70 years have passed since, in the words of General Dwight D. Eisenhower, ‘Allied naval forces, supported by strong air forces, began landing Allied armies on the northern coast of France.’ Operation Overlord, or D-Day as the invasion is known to posterity, was astonishing in every sense; not least because weather conditions on 5/6th June 1944 were far from ideal to execute an amphibious landing against a well-entrenched enemy.
Even military men were surprised by the comparatively light casualties (4,413 killed); many had anticipated a bloodbath. Major General Sir Frederick Barton Maurice (a retired soldier who later turned to teaching military history at the University of London) wrote in the Spectator at the end of August 1944:
‘The campaign of Normandy is unique. Three years ago the problem of landing large armies on a closely watched and strongly defended coast was regarded as insoluble. Hitler evidently thought it was insoluble right up to D-Day.’

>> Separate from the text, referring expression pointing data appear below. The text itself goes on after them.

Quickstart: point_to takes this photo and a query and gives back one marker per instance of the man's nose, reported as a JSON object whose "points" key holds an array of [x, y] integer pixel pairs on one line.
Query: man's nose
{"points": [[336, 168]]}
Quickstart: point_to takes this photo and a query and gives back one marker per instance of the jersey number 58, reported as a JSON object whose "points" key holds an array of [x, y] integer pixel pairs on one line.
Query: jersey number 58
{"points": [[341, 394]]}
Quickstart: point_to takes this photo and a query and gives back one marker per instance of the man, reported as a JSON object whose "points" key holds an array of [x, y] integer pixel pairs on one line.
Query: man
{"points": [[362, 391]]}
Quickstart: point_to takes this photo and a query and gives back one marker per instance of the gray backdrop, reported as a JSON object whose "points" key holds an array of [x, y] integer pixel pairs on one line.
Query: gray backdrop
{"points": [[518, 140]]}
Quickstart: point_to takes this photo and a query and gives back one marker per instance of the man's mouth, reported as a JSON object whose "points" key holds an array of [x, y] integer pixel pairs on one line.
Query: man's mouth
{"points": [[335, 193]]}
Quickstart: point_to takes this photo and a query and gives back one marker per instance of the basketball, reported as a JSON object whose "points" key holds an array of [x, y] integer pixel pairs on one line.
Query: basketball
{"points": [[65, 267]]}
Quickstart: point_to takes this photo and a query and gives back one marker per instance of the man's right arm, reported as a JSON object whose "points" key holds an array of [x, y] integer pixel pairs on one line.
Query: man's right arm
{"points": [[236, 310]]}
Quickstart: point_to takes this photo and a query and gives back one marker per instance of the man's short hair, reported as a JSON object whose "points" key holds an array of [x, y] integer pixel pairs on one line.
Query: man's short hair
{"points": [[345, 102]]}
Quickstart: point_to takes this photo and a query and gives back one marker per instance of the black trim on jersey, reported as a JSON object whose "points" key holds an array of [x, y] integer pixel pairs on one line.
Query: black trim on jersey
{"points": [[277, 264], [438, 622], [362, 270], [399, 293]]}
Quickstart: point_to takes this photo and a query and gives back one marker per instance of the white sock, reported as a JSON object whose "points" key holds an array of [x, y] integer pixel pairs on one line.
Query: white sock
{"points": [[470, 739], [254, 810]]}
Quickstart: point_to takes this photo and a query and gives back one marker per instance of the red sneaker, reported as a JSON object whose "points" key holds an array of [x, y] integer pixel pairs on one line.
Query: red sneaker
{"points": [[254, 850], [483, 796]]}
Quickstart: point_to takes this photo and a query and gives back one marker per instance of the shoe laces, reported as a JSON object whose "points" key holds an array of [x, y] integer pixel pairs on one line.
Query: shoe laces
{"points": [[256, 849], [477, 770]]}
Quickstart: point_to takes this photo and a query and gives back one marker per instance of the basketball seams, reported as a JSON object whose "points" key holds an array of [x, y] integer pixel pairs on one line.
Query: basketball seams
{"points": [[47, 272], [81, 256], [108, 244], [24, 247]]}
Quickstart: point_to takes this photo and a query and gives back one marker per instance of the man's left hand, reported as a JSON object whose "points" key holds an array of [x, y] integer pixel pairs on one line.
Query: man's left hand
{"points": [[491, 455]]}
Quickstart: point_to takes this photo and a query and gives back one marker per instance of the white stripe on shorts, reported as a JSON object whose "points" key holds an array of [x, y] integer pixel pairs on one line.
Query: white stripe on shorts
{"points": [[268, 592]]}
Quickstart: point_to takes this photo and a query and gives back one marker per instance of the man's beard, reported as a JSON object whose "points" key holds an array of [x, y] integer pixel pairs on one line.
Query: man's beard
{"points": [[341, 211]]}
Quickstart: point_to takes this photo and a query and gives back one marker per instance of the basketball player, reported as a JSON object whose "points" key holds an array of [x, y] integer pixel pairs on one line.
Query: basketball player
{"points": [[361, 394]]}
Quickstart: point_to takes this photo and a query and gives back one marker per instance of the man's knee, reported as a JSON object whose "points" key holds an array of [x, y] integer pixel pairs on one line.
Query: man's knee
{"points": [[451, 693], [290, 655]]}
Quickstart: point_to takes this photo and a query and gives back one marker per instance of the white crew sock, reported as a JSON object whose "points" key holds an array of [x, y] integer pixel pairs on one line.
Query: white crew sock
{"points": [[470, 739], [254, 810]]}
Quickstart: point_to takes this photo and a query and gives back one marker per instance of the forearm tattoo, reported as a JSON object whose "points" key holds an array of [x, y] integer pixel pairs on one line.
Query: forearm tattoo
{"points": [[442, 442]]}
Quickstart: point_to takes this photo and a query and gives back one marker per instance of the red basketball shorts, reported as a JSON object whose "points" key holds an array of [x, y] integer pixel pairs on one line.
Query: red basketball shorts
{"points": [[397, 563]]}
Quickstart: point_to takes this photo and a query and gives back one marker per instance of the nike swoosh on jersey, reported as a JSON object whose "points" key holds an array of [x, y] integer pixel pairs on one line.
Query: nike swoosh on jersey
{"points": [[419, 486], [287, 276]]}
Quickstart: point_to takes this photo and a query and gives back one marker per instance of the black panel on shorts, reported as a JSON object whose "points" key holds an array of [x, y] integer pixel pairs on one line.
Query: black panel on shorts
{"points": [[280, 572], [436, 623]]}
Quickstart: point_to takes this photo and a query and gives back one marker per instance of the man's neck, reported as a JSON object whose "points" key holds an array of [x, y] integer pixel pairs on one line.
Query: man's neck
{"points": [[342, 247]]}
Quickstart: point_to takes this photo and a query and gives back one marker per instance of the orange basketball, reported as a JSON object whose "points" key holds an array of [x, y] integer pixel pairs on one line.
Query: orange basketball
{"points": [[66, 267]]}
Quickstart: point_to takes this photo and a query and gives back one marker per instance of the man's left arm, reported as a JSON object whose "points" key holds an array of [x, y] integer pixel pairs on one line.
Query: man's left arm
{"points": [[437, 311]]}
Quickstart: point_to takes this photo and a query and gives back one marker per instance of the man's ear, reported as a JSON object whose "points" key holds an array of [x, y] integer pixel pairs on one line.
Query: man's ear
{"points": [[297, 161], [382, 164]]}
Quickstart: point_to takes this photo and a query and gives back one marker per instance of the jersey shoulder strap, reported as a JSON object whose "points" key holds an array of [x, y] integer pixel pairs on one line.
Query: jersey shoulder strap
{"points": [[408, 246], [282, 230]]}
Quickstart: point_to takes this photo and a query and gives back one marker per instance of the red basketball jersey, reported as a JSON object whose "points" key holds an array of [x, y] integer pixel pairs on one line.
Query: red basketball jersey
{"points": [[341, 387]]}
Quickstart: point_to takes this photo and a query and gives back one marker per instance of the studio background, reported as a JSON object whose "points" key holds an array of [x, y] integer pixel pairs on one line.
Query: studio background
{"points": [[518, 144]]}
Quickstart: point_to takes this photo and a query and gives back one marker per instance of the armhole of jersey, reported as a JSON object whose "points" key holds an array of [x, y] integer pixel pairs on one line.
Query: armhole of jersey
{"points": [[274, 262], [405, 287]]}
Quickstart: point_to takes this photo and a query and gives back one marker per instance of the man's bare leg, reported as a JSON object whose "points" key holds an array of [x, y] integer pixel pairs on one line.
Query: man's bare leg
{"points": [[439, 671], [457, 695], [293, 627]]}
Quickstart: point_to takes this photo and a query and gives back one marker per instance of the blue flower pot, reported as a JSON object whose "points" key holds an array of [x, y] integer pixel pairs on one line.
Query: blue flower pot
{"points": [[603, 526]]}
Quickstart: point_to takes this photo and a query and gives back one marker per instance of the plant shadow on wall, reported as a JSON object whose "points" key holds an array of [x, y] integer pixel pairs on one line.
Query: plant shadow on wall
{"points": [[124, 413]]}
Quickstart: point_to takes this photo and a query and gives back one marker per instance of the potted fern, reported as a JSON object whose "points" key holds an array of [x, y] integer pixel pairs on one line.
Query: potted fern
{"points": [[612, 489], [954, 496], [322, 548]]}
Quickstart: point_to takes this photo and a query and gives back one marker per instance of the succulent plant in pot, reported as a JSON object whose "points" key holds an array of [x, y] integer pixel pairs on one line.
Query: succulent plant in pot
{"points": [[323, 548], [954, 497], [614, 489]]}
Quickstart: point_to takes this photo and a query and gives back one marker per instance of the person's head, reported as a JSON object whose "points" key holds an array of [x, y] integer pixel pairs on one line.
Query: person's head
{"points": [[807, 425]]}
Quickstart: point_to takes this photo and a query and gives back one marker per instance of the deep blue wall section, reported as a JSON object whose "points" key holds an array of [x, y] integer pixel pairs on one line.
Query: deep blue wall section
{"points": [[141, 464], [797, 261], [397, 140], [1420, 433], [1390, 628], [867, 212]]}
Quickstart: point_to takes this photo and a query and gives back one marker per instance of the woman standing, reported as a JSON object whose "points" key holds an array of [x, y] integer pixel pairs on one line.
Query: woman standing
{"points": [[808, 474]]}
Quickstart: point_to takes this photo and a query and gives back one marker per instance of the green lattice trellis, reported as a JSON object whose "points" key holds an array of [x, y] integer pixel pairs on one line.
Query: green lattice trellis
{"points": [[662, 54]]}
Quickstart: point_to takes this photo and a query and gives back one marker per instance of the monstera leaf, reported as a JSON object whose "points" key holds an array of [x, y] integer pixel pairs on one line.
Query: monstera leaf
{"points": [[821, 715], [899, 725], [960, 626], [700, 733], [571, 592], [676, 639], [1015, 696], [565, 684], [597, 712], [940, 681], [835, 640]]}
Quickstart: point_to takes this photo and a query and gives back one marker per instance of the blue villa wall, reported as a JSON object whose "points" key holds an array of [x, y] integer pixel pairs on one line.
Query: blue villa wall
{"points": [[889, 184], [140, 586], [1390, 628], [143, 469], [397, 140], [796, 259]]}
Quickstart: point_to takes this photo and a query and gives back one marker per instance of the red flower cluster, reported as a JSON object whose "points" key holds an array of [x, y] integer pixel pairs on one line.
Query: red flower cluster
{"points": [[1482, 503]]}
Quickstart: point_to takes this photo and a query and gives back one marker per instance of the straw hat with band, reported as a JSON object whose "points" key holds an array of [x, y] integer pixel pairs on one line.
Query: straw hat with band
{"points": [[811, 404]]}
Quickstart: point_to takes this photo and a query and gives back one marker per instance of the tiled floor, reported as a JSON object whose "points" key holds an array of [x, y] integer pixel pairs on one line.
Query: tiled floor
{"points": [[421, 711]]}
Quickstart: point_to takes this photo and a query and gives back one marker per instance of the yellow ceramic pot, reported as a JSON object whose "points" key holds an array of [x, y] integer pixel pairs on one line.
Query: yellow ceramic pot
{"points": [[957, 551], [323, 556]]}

The problem had been solved, the major general said, by the realisation of an exceptional plan through the application of immense power – military, industrial, financial and scientific:
‘It has been solved by courageous strategy, supported by careful co-ordination of all the means which British and American science and industry have, during the war, placed at the disposal of the Allied land, sea and air forces. Before a landing on the French coast could be attempted we had to secure a high degree of control of the air and such mastery of the Channel as would prevent interference by E and U boats. With the number of Channel and Atlantic ports at the disposal of the enemy this last is probably the more difficult task of the two.‘
In the event, the U-boats, a menace for so much of the war, were routed.